Welcome Angie and good luck with your new puppy!
This is a great forum - you will always find a lot of helpful information!


----------



## Angie NG (Jun 6, 2012)

Thank you SkyyMax, have found all the info on here very helpful already and haven't got Bella yet.


----------



## Darcy1311 (May 27, 2012)

Welcome aboard Angie...it really is a good forum, plenty of advice from lovers of this beautiful breed.
just enjoy your puppy when it arrives and don't hesitate to contact the forum when you need advice...


----------



## rideandy (May 13, 2009)

Hi Angie

We picked up our Milly on Saturday and yep its hard ,but no where near as bad as we thought.

Crate training is defo the way to go. When ever Milly drops off we put her in her crate. At the moment at night we put her in at about 11pm she has been waking me up about an hour or so later to be let out for a wee then i settle her and put her back in the crate, this usually takes about 15 mins from me getting up to the doors being shut on the crate. Milly woke me up at 4.30 this morning, but previously it has been at 5.30am

Keep reading and don't worry.

All the best .


----------



## Angie NG (Jun 6, 2012)

Thank you for your lovely welcome, we are definitely having a crate for our pup. Taking the kids to school and back everyday means I want the puppy somewhere safe for her and where she can't damage anything and also for her to sleep in to. I am home most of the day so can spend a lot of time with her, my friend has a ridge back and although not the same breed she has been giving me some basic tips.


----------



## ironman_stittsville (Oct 12, 2011)

When dropping the kids off at school maybe you can bring Bella with you?

I take Phoebe everywhere that I can, pet stores, book stores, garden centers, ... if i'm dropping my boys off at a movie or for a sleepover or something i usually take her with me, you never know when an interesting trail may present itself for exploration.

enjoy!

rh.


----------



## [email protected] jenkinson (Mar 31, 2012)
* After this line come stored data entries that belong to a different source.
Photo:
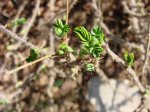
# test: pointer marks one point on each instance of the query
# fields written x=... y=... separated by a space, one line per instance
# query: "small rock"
x=113 y=95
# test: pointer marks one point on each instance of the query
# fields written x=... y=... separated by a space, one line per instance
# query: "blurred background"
x=51 y=85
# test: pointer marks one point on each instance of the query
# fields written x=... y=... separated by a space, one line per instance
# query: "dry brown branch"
x=129 y=69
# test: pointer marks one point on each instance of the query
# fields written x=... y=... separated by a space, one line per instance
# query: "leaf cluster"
x=92 y=42
x=60 y=28
x=64 y=48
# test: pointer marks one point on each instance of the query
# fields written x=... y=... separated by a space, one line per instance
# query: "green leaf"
x=90 y=67
x=3 y=102
x=64 y=48
x=20 y=21
x=129 y=58
x=58 y=82
x=98 y=33
x=33 y=55
x=60 y=28
x=83 y=34
x=97 y=51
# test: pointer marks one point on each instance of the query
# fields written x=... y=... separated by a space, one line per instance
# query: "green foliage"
x=97 y=51
x=60 y=28
x=83 y=34
x=98 y=33
x=64 y=48
x=18 y=22
x=129 y=58
x=58 y=83
x=91 y=42
x=90 y=67
x=3 y=102
x=33 y=55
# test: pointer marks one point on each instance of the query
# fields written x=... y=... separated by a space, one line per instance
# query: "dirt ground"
x=53 y=85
Just been to see pups ~they were born on the 7th of june to mum Lyska. 6 boys and 3 girls ( one girl died this morning bless). I made it in time to see 6 pups born and it was the most fantastic thing ive seen. We now cant wait to pick our boy and girl pup in 3 and a half weeks time-2 pups so excited i cant keep the smile off my face. Will try and work out how to put a picture on for all to see the adorable tiny little pups!!!!!


----------



## threefsh (Apr 25, 2011)

Are you picking up puppies @ 4 weeks old, or deciding which pups will be yours?

I'm hoping I read that wrong... pups should stay with mom for at least 8 weeks.
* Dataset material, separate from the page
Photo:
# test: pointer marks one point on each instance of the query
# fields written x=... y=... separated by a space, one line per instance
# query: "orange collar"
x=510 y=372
Also, why are you getting 2 siblings from the same litter? Our breeder absolutely forbid this because they are so much work as small pups.


----------



## hotmischief (Mar 11, 2012)

Gosh you are brave taking two pup of the same age on  .
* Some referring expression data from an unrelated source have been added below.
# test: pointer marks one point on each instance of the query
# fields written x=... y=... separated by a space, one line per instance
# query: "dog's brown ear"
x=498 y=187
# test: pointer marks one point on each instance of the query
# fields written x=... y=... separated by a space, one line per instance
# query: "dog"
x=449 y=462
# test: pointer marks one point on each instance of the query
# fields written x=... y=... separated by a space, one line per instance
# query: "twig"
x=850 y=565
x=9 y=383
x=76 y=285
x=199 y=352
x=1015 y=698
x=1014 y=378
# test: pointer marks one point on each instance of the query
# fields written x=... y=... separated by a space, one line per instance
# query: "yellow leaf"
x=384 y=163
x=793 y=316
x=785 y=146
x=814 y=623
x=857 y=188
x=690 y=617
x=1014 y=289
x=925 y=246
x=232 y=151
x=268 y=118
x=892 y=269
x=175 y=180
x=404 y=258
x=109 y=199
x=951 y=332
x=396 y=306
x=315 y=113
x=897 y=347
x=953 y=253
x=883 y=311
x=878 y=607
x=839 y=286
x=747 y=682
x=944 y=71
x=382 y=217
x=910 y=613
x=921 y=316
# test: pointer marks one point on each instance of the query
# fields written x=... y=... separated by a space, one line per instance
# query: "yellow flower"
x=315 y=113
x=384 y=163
I have always been told by breeders and trainers you shouldn't have two pups together as they don't listen to you because they are so busy listening and playing with each other.

Good Luck to you - and do get lots of sleep in the next few weeks, although I am sure they will sleep at night you might be up cleaning up after them


----------



## Gingernutter (Dec 4, 2011)

Last comment so true. There is a couple where I go gun dog training who have a brother and sister from the same litter. To be honest in the nicest possible way its pretty pointless them been there as the dogs do not do anything other than run off as soon as they are off lead a sprint as fast as possible to the other one to play fight. Hats off to them for doing it but in my opinion it's a bit irresponsible of the breeder to sell two from the same litter??


----------



## Angie NG (Jun 6, 2012)

I also thought you could not have the pups until 8 weeks old, Lyska sounds familiar to me to. Maybe that was one of the breeders we had looked at from Rotherham. You are very brave taking on 2 pups, 1 pup has cost me a small fortune today. Although she will be worth it. Good luck with your pups


----------



## hobbsy1010 (Jun 4, 2011)

Regarding litter mates together.

We used to crossed paths with a guy with three black male labs litter mates, he seemed to be trying to field train them, they would pin Brook down by his neck on mass every time we crossed paths, he would claim its OK they wont hurt him.

We learnt to avoid them.

A years on the problem dog was dumped at the park and left. (the one he felt was the problem)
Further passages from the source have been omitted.